5.2 Qualitative results

5.2.1 Questionnaires

Norman (2010) suggest that it is valid to evaluate the difference of significance between the answers of each question of a Likert scale questionnaire: They propose using multiple two-way ANOVA to determine the significance of the difference between the two conditions, which is what we did in our analysis. For all questions except the third one of the short flow scale, the only significant differences observed were between Cybercopters and the spiral prototype.

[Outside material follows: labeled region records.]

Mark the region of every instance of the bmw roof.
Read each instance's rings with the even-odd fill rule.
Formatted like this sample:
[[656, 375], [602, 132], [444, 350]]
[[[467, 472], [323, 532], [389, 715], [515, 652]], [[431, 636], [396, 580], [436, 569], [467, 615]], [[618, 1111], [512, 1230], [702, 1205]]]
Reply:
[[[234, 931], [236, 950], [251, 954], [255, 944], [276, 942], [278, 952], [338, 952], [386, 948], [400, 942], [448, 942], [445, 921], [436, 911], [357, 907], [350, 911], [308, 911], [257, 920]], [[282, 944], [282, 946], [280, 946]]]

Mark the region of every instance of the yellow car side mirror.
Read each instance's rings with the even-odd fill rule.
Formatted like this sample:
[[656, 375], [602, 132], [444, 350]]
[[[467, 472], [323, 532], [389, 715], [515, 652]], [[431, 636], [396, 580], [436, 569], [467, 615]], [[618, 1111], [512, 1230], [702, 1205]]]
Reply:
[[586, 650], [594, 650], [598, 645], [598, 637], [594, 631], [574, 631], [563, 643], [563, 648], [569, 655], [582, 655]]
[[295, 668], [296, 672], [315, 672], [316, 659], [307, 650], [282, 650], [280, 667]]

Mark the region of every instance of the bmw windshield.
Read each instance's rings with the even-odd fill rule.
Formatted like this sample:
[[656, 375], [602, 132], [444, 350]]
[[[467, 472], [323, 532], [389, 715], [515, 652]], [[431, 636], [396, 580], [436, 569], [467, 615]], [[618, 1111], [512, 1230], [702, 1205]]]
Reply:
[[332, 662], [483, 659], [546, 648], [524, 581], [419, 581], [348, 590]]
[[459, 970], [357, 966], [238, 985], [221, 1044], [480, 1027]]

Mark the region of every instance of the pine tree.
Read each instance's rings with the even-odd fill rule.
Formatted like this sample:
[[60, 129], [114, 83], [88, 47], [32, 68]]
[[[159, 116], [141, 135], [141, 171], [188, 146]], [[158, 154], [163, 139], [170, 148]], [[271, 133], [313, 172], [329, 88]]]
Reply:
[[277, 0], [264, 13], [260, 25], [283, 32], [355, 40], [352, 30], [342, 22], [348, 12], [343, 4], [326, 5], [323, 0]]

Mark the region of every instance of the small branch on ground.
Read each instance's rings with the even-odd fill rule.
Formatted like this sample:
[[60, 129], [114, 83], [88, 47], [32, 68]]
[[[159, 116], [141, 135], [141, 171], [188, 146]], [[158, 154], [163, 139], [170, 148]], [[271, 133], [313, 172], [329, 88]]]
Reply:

The SUS score was 74 (with a variation of 14) for the 2D prototype and 77 (with a variation of 15) for the 3D prototype. Both prototypes achieved a score above 71, which is usually taken as an indication of good usability (Bangor et al., 2009). A Shapiro test indicates that the data do not follow a normal distribution (p = 0.06), so we used a Wilcoxon test to determine that the difference in usability between the two prototypes is not significant (p = 0.45).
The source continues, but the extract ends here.